Manchester United sign Tielemans on five-year deal despite Ratcliffe's own warnings on long contracts
Manchester United have completed a £35m signing of Youri Tielemans from Aston Villa on a five-year deal keeping the 29-year-old Belgian until he is 34 — mirroring the type of long-term contract Sir Jim Ratcliffe previously criticised when United signed Casemiro.
Manchester United have signed Youri Tielemans from Aston Villa in a £35 million deal, tying the 29-year-old Belgian to the club on a five-year contract that runs until he is 34 — despite co-owner Sir Jim Ratcliffe having previously flagged exactly this kind of long-term commitment to an ageing midfielder as an example of poor recruitment.

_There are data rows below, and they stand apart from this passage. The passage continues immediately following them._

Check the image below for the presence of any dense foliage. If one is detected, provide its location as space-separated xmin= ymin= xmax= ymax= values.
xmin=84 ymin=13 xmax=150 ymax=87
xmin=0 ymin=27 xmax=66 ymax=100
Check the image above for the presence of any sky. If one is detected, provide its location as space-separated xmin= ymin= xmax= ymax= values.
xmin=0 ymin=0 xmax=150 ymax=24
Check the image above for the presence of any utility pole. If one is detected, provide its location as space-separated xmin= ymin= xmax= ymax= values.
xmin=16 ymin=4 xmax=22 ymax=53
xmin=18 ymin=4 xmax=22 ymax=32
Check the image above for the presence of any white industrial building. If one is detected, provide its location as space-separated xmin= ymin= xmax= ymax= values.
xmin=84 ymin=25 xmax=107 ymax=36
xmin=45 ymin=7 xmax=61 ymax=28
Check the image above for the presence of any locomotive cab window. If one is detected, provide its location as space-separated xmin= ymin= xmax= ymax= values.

Tielemans arrives at Old Trafford having impressed during the 2024-25 season at Villa Park, where he scored in the Europa League final in May. He is expected to fill the void left by Casemiro, whose contract expired this summer after four turbulent years at the club.
The parallel with Casemiro is difficult to ignore. According to reports, Ratcliffe raised concerns as far back as March 2023 — during a presentation by the then-United hierarchy — about the decision to sign a 30-year-old midfielder on a four-year deal worth around £350,000 a week. Tielemans is a year younger and on significantly lower wages, but the structure of his contract is strikingly similar: a five-year deal that keeps him at the club until the same age Casemiro was when he departed.
Casemiro’s time at United was a study in contrasts — an electric start followed by a steep decline, before a more composed final season. Ratcliffe used his signing as a cautionary tale about chasing established names rather than building for the long term. The decision to hand Tielemans comparable contract length suggests the club’s recruitment thinking has shifted, or at least bent, under the weight of immediate need.
What United can point to is the broader logic of their recent transfer strategy. The signings of Bryan Mbeumo and Matheus Cunha last season — both Premier League-proven players who hit the ground running at Old Trafford — validated an approach that avoids the adaptation period often required of players arriving from abroad. Tielemans, who has spent years in English football, fits that same profile. So does Andrey Santos, who has joined from Chelsea having had a loan spell at Nottingham Forest.
Whether the Tielemans deal proves shrewd or contradictory will ultimately depend on what he produces on the pitch. For now, it stands as a notable tension between the ownership’s stated philosophy and the contract sitting on the table.